Maybe Andy was getting the last laugh after all. Because that’s how it was going to be in the end, wasn’t it? Clark or someone else would cast the first stone.
I’d be another victim. Another person reduced to some ridiculous line. Maybe I’d be Little Boy Blue who cried when he woke, or the Muffin Man who lived on Drury Lane. Maybe I’d be the weasel who popped around a mulberry bush or a cobbler’s bench.
My right hand reached my side. I started to shift my weight. The muscles in my legs started to tense, so I could vault out of my seat.
Then, I saw something in the dark hall behind Thurn. A pale face. A woman’s face. She touched a finger to her lips.
Detective Clark.
“Now,” Thurn said. “Or I’ll shoot. Don’t think I won’t, Owen.”
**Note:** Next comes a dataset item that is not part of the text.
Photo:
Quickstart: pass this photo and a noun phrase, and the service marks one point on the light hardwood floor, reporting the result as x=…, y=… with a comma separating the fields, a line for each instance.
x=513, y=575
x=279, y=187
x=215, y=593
I clasped the cuff around my wrist.
He smiled. “Good boy. Now, get up, slowly.”
I did what he said. He slipped the gun into a holster under his jacket and stepped toward me. Quick as a flash, he punched me.
I saw it coming a second before it hit. I started to move, but not quickly enough. His knuckles careened into my nose and cheek. Not with the full force he’d intended, but it was enough.